‘Kami tidak akan lenyap’: Bagaimana seorang pendeta Amerika Palestina menentang stereotip | Konflik Israel-Palestina

Di Kota New York, Amerika Serikat – Sebuah kilatan logam melintas di dekat telinga Khader Khalilia. Peluru, begitu dekat sehingga ia bisa mendengarnya, menghantam lukisan Romeo dan Juliet di dinding di belakangnya.

Saat tembakan lebih banyak terdengar, Khalilia dan keluarganya jatuh ke lantai rumah mereka di Beit Jala, tepat di luar Bethlehem di Tepi Barat yang diduduki. Khalilia melindungi tubuhnya di atas adik laki-lakinya Elios untuk melindunginya. Mereka terjebak dalam baku tembak antara militer Israel dan kelompok perlawanan Palestina.

“Aku mengutuk, berdoa pada saat yang sama,” kata Khalilia, mengingat sore itu pada tahun 2003, ketika ia berusia 23 tahun dan masih seorang mahasiswa. “Lalu aku berkata pada diriku sendiri, jika kita selamat, aku akan pergi dan melayani-Mu, Tuhan.”

Itu adalah janji yang akan dia tepati.
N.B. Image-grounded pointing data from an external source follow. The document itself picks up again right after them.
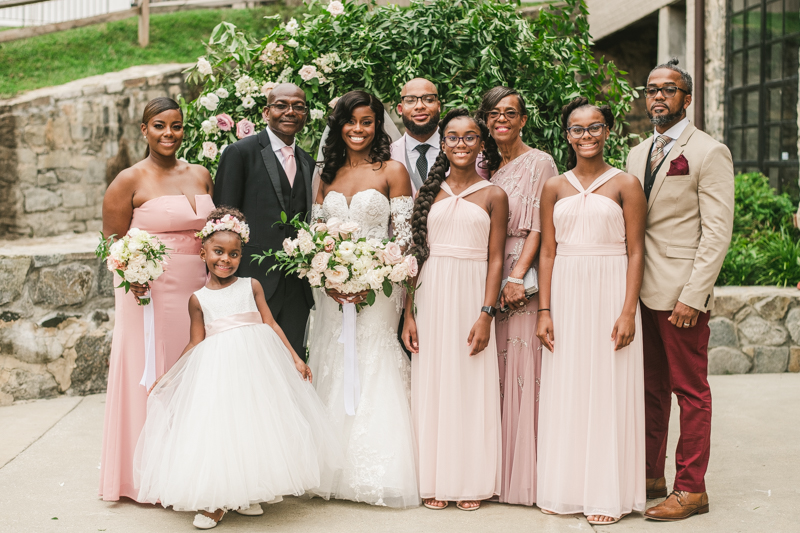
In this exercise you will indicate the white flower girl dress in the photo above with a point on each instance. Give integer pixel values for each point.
(233, 422)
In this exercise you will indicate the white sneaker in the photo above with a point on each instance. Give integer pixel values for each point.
(254, 510)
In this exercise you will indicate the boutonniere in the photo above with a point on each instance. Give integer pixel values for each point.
(678, 167)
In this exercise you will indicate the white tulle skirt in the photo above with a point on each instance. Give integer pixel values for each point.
(233, 423)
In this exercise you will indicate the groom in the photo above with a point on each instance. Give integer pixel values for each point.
(264, 175)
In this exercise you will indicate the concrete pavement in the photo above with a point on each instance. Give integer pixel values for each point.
(50, 452)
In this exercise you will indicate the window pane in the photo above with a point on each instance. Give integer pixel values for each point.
(737, 31)
(753, 26)
(774, 20)
(751, 144)
(754, 66)
(752, 107)
(774, 61)
(738, 65)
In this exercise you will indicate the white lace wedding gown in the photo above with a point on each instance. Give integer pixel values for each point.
(380, 451)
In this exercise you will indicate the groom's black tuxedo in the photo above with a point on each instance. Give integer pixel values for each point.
(251, 178)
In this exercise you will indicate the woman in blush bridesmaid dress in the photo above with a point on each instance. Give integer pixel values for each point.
(171, 200)
(591, 409)
(459, 227)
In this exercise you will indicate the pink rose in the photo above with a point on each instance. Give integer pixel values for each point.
(392, 253)
(224, 122)
(245, 128)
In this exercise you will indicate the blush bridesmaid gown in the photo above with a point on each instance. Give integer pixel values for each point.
(455, 398)
(171, 219)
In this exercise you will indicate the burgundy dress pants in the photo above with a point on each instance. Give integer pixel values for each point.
(676, 361)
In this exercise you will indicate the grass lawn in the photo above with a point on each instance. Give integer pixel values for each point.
(61, 57)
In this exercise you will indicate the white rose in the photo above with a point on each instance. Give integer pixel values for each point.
(338, 274)
(392, 254)
(335, 8)
(204, 67)
(320, 262)
(399, 273)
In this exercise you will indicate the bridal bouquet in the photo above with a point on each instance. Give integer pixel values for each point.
(138, 257)
(330, 257)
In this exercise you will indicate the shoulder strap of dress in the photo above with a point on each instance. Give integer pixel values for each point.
(607, 175)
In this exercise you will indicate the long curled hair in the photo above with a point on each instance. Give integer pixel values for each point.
(491, 155)
(433, 184)
(567, 110)
(335, 151)
(156, 106)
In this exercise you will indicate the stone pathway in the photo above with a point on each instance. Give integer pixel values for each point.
(50, 449)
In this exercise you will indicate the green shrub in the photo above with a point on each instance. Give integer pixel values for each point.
(765, 246)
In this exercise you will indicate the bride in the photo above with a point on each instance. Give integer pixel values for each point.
(361, 184)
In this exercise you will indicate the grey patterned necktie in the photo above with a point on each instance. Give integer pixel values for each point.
(422, 161)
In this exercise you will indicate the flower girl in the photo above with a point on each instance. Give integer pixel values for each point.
(234, 422)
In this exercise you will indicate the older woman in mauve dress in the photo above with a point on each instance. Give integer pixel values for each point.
(521, 171)
(171, 200)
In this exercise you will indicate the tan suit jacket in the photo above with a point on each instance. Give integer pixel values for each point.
(689, 221)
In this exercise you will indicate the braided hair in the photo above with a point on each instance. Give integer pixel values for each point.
(433, 184)
(491, 155)
(566, 112)
(334, 152)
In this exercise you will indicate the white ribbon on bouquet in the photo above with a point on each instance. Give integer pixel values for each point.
(352, 385)
(149, 375)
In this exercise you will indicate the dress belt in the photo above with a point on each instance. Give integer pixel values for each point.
(592, 249)
(459, 252)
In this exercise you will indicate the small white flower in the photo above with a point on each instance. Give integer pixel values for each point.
(204, 67)
(335, 8)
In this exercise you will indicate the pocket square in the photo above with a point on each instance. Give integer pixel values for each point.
(678, 167)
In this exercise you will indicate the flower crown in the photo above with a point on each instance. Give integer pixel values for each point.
(226, 223)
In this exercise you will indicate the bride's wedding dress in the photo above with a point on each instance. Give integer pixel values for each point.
(379, 443)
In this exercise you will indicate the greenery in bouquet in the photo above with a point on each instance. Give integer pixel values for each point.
(465, 47)
(329, 257)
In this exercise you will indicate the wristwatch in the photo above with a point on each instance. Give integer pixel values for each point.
(491, 311)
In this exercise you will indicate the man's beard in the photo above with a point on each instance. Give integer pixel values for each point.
(422, 129)
(663, 120)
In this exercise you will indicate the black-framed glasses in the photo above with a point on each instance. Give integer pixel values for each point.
(469, 139)
(427, 99)
(511, 114)
(668, 91)
(300, 109)
(595, 130)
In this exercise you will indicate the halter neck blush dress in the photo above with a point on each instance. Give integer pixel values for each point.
(591, 454)
(455, 398)
(172, 219)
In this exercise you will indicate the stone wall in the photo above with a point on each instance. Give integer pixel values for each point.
(61, 146)
(755, 330)
(56, 318)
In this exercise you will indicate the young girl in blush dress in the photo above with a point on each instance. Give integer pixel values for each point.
(236, 421)
(459, 228)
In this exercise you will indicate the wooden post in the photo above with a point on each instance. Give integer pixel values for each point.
(144, 23)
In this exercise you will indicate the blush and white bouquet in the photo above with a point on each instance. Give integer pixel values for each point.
(330, 256)
(138, 257)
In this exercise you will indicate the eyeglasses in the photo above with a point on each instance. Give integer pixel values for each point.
(453, 140)
(300, 109)
(595, 130)
(511, 114)
(427, 99)
(669, 91)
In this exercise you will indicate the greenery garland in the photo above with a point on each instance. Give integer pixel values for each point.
(465, 47)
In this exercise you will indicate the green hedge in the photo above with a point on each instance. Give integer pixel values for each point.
(765, 248)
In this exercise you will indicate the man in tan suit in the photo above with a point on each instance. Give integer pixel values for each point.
(688, 181)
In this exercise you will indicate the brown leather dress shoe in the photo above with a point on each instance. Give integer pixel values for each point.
(656, 487)
(678, 506)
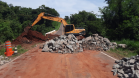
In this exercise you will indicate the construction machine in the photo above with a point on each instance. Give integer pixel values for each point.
(68, 28)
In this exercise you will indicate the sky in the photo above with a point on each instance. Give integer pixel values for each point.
(63, 7)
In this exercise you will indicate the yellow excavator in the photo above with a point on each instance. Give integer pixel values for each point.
(68, 28)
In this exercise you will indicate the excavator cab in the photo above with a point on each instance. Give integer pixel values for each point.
(69, 28)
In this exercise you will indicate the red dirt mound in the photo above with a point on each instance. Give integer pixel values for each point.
(32, 36)
(80, 37)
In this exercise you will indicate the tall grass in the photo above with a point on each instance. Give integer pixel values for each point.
(131, 49)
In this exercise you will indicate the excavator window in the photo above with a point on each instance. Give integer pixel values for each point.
(68, 28)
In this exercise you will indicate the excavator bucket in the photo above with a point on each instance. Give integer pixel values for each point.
(27, 29)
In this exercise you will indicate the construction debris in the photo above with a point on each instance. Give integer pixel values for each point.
(127, 67)
(70, 44)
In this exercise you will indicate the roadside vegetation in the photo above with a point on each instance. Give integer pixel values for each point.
(132, 48)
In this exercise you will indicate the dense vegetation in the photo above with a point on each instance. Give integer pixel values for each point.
(13, 19)
(121, 19)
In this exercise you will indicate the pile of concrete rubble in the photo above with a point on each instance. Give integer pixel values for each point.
(4, 60)
(127, 67)
(70, 44)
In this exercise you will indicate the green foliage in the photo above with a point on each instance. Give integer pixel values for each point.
(121, 19)
(13, 20)
(132, 45)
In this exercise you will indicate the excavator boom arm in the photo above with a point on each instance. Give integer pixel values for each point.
(41, 15)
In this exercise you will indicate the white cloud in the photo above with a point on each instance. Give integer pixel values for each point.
(64, 7)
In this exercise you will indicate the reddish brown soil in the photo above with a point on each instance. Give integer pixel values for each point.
(80, 37)
(37, 64)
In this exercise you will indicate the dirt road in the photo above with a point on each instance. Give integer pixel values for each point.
(37, 64)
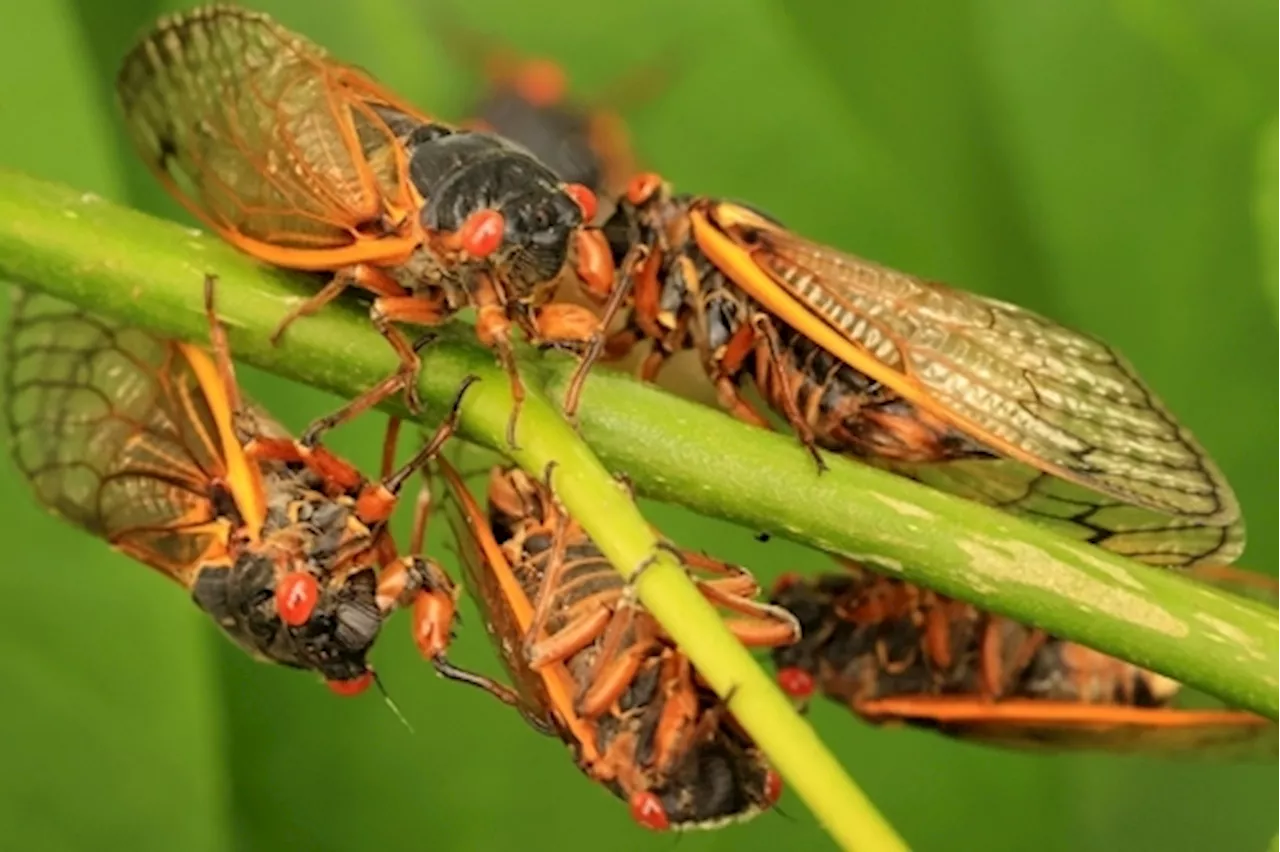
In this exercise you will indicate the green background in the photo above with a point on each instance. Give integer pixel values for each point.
(1114, 164)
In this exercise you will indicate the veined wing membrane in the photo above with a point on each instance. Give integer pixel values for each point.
(1027, 724)
(114, 433)
(1075, 512)
(266, 138)
(1029, 389)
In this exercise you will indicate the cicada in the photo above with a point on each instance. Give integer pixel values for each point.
(593, 667)
(528, 100)
(147, 444)
(964, 393)
(306, 163)
(896, 653)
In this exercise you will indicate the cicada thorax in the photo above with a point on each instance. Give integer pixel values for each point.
(897, 654)
(146, 443)
(314, 543)
(967, 394)
(307, 163)
(469, 179)
(598, 669)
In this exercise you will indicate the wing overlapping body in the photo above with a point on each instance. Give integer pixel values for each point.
(114, 431)
(288, 154)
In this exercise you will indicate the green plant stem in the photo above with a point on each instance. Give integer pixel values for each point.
(149, 273)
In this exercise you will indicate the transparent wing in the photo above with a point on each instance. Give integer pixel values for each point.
(1052, 399)
(1065, 727)
(261, 134)
(113, 431)
(1077, 512)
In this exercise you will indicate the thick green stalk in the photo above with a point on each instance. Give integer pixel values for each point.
(149, 273)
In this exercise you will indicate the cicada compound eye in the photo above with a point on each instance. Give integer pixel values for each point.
(796, 682)
(647, 810)
(481, 233)
(296, 598)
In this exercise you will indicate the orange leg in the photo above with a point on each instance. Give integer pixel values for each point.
(384, 311)
(595, 346)
(389, 443)
(376, 502)
(613, 672)
(568, 640)
(493, 328)
(553, 572)
(786, 393)
(434, 600)
(679, 725)
(333, 470)
(370, 278)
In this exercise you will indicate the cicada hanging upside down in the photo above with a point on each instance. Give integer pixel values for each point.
(528, 100)
(147, 444)
(896, 653)
(593, 667)
(963, 393)
(309, 164)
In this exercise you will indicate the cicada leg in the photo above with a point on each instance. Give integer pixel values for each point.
(599, 335)
(416, 310)
(617, 664)
(376, 500)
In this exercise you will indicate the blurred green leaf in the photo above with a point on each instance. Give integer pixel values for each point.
(1267, 211)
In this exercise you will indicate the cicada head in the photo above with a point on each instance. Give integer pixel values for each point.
(498, 206)
(295, 618)
(714, 783)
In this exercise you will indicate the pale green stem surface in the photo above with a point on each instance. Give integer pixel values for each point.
(149, 273)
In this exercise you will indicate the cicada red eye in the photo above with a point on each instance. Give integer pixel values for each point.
(641, 187)
(352, 687)
(795, 682)
(296, 598)
(585, 200)
(542, 82)
(647, 810)
(481, 233)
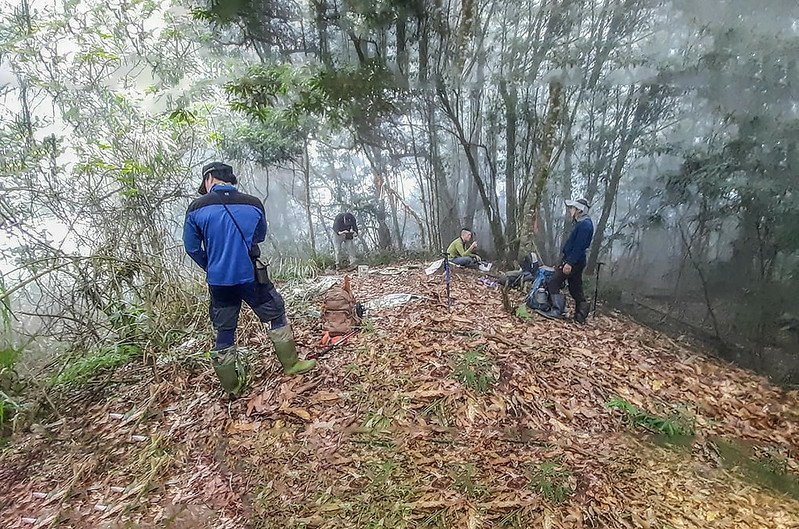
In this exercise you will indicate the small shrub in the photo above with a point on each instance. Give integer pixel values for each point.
(84, 369)
(475, 371)
(551, 480)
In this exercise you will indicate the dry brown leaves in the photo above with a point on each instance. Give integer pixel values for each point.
(382, 434)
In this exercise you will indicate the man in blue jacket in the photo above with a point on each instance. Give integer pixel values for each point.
(221, 234)
(573, 264)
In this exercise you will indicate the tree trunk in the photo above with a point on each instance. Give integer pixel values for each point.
(632, 133)
(533, 200)
(306, 173)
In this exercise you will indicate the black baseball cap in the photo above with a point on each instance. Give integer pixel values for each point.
(220, 171)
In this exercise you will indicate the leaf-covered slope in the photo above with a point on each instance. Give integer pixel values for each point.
(426, 419)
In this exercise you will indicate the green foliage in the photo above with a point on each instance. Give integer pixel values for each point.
(85, 368)
(293, 268)
(475, 371)
(466, 481)
(674, 427)
(551, 480)
(283, 101)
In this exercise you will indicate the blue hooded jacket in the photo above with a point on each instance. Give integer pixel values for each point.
(579, 241)
(213, 241)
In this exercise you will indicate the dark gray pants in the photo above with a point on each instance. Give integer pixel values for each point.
(575, 280)
(225, 308)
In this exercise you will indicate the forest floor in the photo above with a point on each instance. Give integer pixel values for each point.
(473, 418)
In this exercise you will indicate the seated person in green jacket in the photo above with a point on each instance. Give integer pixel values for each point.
(462, 255)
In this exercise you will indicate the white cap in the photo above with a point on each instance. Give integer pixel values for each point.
(581, 204)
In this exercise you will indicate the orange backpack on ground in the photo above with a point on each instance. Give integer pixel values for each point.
(339, 310)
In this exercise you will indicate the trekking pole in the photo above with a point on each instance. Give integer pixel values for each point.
(596, 286)
(446, 280)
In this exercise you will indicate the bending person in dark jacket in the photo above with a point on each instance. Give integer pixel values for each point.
(221, 234)
(573, 264)
(345, 229)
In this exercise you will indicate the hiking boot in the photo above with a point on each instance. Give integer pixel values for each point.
(581, 312)
(286, 351)
(558, 307)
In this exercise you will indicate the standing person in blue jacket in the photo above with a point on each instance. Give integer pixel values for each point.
(573, 264)
(221, 234)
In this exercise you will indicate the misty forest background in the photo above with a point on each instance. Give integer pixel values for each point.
(678, 120)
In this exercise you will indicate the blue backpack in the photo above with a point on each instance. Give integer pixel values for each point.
(538, 298)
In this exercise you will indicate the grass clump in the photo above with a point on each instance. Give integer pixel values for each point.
(475, 371)
(551, 479)
(676, 427)
(84, 369)
(766, 467)
(466, 481)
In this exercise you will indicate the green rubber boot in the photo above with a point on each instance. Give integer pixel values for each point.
(286, 351)
(231, 370)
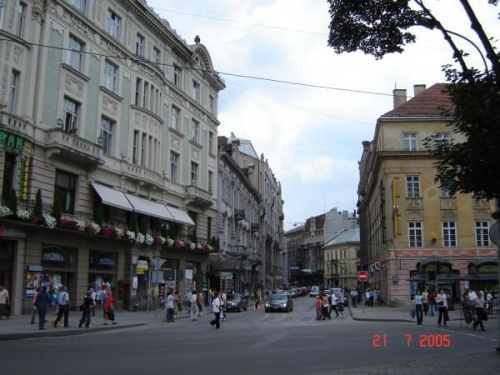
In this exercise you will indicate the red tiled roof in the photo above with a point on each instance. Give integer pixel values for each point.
(429, 103)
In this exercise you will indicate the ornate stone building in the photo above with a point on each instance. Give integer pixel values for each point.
(415, 235)
(112, 116)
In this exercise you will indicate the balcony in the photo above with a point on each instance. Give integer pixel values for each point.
(70, 146)
(198, 197)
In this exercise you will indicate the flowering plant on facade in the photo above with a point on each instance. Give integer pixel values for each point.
(80, 225)
(66, 223)
(108, 231)
(4, 211)
(23, 214)
(49, 221)
(149, 239)
(119, 232)
(140, 239)
(130, 235)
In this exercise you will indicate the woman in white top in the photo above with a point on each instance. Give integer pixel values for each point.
(442, 304)
(216, 306)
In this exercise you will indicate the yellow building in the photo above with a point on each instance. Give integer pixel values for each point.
(418, 235)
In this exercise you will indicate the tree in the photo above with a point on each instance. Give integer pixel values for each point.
(379, 27)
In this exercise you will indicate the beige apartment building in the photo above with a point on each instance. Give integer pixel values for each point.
(414, 235)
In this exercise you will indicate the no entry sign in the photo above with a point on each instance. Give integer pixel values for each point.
(362, 276)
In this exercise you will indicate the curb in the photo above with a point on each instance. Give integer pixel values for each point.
(60, 332)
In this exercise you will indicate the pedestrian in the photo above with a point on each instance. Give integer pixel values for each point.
(425, 301)
(442, 305)
(86, 309)
(354, 296)
(108, 308)
(334, 305)
(4, 302)
(216, 304)
(419, 307)
(42, 303)
(169, 307)
(64, 305)
(432, 303)
(34, 314)
(467, 307)
(479, 307)
(194, 306)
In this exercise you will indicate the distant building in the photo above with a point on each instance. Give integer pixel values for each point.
(415, 235)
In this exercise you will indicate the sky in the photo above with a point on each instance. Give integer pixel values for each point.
(311, 137)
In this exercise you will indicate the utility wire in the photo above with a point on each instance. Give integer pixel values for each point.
(246, 76)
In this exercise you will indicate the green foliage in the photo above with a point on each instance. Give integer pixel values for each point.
(12, 203)
(471, 165)
(98, 216)
(56, 208)
(38, 210)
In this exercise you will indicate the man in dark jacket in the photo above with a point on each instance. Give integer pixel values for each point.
(42, 303)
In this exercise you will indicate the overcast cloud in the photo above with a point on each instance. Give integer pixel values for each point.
(311, 137)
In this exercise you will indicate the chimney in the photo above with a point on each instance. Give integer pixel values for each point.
(417, 89)
(399, 97)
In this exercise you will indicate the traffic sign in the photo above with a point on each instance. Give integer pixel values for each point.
(362, 276)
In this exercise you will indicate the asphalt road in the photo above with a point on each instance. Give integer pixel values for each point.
(251, 342)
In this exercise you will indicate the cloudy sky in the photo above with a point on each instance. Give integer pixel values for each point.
(311, 136)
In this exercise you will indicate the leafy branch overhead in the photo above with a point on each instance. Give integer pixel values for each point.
(379, 27)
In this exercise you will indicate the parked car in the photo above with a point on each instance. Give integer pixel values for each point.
(279, 302)
(314, 292)
(236, 302)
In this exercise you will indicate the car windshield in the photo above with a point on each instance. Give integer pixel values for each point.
(278, 297)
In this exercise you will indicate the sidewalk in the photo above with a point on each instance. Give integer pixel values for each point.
(19, 327)
(395, 314)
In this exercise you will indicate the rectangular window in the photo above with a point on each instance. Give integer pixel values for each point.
(194, 173)
(410, 141)
(13, 92)
(75, 54)
(482, 234)
(138, 91)
(110, 74)
(211, 140)
(449, 234)
(113, 25)
(412, 186)
(176, 118)
(415, 233)
(174, 166)
(156, 57)
(196, 91)
(21, 9)
(80, 5)
(177, 76)
(135, 151)
(195, 131)
(71, 113)
(65, 189)
(2, 11)
(139, 46)
(210, 182)
(107, 136)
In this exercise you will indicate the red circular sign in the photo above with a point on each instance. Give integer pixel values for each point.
(362, 276)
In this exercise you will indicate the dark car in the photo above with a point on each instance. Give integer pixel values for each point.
(279, 302)
(236, 302)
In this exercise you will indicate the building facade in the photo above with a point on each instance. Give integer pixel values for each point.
(414, 234)
(111, 117)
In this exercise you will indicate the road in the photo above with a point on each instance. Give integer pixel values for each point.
(251, 342)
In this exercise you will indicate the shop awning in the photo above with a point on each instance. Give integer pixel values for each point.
(180, 216)
(150, 208)
(112, 197)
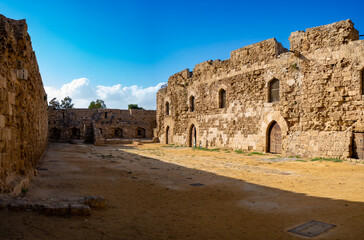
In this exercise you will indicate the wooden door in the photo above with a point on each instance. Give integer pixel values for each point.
(275, 139)
(358, 145)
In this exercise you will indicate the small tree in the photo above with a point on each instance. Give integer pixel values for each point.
(134, 106)
(55, 103)
(99, 104)
(66, 103)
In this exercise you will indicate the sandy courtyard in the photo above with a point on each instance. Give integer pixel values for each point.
(165, 192)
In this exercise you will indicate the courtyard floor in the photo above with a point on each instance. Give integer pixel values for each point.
(154, 191)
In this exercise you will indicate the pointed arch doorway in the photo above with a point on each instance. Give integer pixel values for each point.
(274, 138)
(167, 135)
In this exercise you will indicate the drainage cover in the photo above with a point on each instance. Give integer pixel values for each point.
(197, 184)
(312, 228)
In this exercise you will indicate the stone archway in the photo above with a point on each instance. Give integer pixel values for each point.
(274, 116)
(167, 135)
(192, 136)
(274, 138)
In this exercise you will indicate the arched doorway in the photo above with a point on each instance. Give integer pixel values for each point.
(274, 138)
(192, 136)
(118, 133)
(75, 133)
(167, 135)
(55, 133)
(141, 132)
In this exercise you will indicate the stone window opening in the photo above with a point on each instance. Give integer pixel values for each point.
(192, 103)
(141, 132)
(75, 133)
(167, 108)
(118, 133)
(222, 98)
(362, 81)
(273, 93)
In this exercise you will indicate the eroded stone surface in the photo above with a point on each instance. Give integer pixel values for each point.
(320, 96)
(100, 126)
(23, 107)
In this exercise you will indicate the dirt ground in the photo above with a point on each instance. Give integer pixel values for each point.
(149, 195)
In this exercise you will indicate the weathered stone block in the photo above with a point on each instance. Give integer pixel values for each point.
(95, 201)
(80, 209)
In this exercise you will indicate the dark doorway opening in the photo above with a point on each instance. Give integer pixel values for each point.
(274, 138)
(118, 133)
(141, 133)
(167, 135)
(358, 145)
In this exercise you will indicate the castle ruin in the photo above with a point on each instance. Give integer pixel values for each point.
(23, 107)
(100, 126)
(306, 101)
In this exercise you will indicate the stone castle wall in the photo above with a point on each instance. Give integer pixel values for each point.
(96, 125)
(320, 88)
(23, 106)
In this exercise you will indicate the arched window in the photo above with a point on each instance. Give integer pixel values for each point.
(192, 103)
(167, 108)
(222, 98)
(273, 91)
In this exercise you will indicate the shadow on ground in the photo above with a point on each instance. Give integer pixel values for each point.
(151, 199)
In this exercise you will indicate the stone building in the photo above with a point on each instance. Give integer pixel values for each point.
(100, 126)
(23, 107)
(307, 101)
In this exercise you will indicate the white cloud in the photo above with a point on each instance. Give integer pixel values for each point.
(117, 96)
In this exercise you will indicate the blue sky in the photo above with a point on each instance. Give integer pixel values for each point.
(123, 50)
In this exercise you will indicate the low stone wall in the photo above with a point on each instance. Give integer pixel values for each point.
(96, 125)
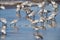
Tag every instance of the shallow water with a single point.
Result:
(26, 33)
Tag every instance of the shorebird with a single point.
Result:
(32, 21)
(2, 7)
(39, 27)
(42, 19)
(52, 23)
(42, 4)
(18, 11)
(4, 25)
(13, 24)
(31, 14)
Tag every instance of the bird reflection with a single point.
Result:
(2, 7)
(38, 36)
(4, 25)
(13, 24)
(3, 37)
(53, 23)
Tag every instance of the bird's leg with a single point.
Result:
(15, 27)
(4, 27)
(18, 12)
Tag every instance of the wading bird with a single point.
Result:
(4, 25)
(13, 24)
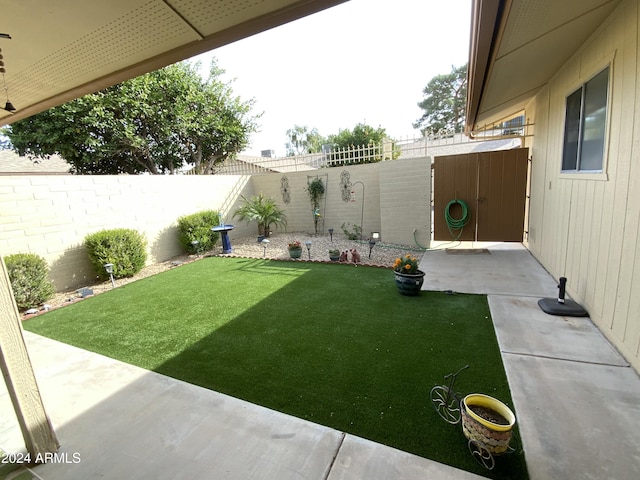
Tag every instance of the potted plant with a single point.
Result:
(409, 279)
(263, 210)
(315, 189)
(295, 249)
(487, 423)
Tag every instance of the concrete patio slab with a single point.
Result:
(568, 338)
(361, 459)
(505, 269)
(120, 421)
(577, 420)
Tahun lalu, pendeta Khalilia menandai satu dekade memimpin Gereja Lutheran Redeemer-St John di Dyker Heights, sebuah lingkungan di Brooklyn, New York.

Tetapi selama sembilan bulan terakhir, perang Israel di Gaza telah menyorot identitas Khalilia sebagai seorang pendeta Palestina. Dia adalah salah satu pemimpin iman Palestina yang sedikit di Kota New York – dan sejauh yang dia ketahui, satu-satunya yang memimpin gereja Kristen.

Visibilitas itu telah menuntut Khalilia menjadi duta semacamnya, menghilangkan kesalahpahaman dan mengedukasi warga New York tentang apa artinya menjadi Palestina.

Beberapa orang yang dia temui melihat identitasnya yang sangat – sebagai seorang Kristen Palestina – sebagai suatu kontradiksi: Mereka pikir semua Palestina adalah Muslim.

“Ketika aku memberi tahu mereka bahwa aku adalah seorang Amerika Palestina, pendeta Lutheran Kristen, mereka jadi sangat bingung. Tapi sebenarnya, itu tidak membingungkan,” kata Khalilia.

MEMBACA  India vs Afrika Selatan - Final Piala Dunia T20 ICC 2024: Tim, cuaca, lapangan | Berita Piala Dunia T20 ICC untuk Pria

Bagian inheren dari hidup dan pekerjaannya adalah menghilangkan ide-ide yang menyakitkan tentang orang Palestina, sebuah kelompok etnis Arab yang mencakup beberapa agama, termasuk Kristen, Islam, dan agama Druze.

Kadang-kadang Khalilia ditanyai, “Kapan kamu pindah ke Kristen?” Jawabannya selalu sama.

“Aku selalu memberi tahu mereka, ‘Pada hari Pentakosta, 2.000 tahun yang lalu.’ Dua ribu tahun yang lalu, Yesus lahir di Bethlehem, Palestina.” Kristen, seperti yang dia tunjukkan, memiliki akar-akarnya di tanah airnya.